Almost everything is set up for next week and I am so unbelievably excited! It has definitely been one crazy, bumpy road for us.
Ultimately, though, no one can seem to understand that this is not really a wedding. They also do not seem to care that it is our day and we want to do things out way. From my mother complaining about the way we are structuring everything, to his mother complaining about it not being a Christian ceremony, and on and on, it has just been so unbelievably frustrating; everyone complaining left and right about how we’re doing it and how “it’s not fair to them”. We finally just decided to throw a small dinner for immediate family in order to appease them.
We decided that we are doing that Friday in the late afternoon. At 4, I’m going to send a group of people to set up the Pavilion and get it ready, and we’re going to have the dinner out there at 5. Because I am ultimately cheap and lazy- and they were the ones that complained enough and made it about them enough that I gave in- after the ceremony we will have a very small potluck “reception” style party down the road where I will be grilling Chicken as the main food and everyone will hopefully bring the side dishes.
In general, I am very bitter about having to modify the way I want to do things in order to accommodate people who cannot bear the idea of things not being done their way on a day that is not theirs. I am sure I will be thankful for the reception later, but for now I am simply bitter.
Today my mother ordered a wedding cake and a case of Martini and Rossi’s Asti Spumante, and my Husband and I found a Pavilion at the lake to host the dinner at (which parents have graciously agreed to prepare and reserve for us). We also bought my Husband an outfit to wear, because he did not actually have anything at all. Tomorrow I have to take back a second pair of pants that did not work out, plus get my own dress and accessories. I also have to fix his ring, because it actually broke a wile back and he hasn’t worn it in a few months.
My mother, Husband, and I are going out to lunch Thursday. Afterwards we are going to Newkirk to officially file for the Marriage License.

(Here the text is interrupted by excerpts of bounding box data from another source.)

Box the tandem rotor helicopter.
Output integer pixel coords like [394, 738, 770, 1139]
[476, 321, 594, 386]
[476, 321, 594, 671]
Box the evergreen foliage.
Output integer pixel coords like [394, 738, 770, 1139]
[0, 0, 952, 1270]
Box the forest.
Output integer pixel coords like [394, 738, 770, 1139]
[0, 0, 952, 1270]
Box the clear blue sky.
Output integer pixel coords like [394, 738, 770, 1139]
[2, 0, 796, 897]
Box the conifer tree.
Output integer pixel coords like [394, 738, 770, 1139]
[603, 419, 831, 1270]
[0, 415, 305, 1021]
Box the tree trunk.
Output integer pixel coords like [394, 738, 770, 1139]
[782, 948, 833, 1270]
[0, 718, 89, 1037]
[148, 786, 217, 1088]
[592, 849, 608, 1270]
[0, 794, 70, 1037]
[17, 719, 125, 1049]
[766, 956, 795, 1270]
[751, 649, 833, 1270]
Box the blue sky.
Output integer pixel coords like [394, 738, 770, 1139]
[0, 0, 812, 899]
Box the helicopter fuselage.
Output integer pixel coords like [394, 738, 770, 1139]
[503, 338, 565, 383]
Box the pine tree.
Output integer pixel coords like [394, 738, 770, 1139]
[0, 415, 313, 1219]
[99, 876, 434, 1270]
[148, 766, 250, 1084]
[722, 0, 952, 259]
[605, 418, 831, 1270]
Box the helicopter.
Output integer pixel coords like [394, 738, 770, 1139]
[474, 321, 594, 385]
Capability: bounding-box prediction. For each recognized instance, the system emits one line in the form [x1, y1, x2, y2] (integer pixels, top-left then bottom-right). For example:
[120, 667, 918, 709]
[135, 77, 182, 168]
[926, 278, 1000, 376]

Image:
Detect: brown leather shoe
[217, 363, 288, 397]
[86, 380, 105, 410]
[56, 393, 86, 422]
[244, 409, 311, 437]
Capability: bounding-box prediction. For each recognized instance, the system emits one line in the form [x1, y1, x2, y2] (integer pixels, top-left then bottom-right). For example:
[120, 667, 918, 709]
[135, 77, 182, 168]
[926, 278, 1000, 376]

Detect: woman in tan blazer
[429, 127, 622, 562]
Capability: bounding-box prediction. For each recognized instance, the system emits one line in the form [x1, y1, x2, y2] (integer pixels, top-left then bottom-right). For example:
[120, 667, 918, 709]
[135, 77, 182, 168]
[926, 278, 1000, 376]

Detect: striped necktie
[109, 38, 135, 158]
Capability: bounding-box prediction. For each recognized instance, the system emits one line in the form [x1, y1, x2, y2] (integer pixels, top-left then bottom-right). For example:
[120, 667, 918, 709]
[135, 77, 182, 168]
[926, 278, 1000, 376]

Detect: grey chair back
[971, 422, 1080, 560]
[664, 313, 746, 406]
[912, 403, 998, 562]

We were lucky enough to have someone volunteer to officiate our wedding for us. As it turns out my Sister-in-Law (via unofficial adoption) is ordained through the same group I am. Unlike myself, however, she has her paperwork and has filed it with the state.
Friday morning my sister-in-law is driving up from Seminole to sign the paperwork for us. Her, my mother, my Husband’s mother, his step father, and my Husband and I are going to the lake where we got engaged in order to do a small ceremony for their benefit (and because it is unfortunately legally required). My Husband’s mother, however, will more than likely have an aneurysm over the ceremony. I refuse to cow to a Christian ceremony and so we have asked my Sister-in-Law to do the legally required minimum for the ceremony, plus a minor blessing since we’re both under the same faith umbrella. His mother can grumble and ask “why” and pray for Sara and I’s conversion all she wants to but if I am ultimately going to be forced to have a ceremony I don’t want then we are doing it my way and that is that.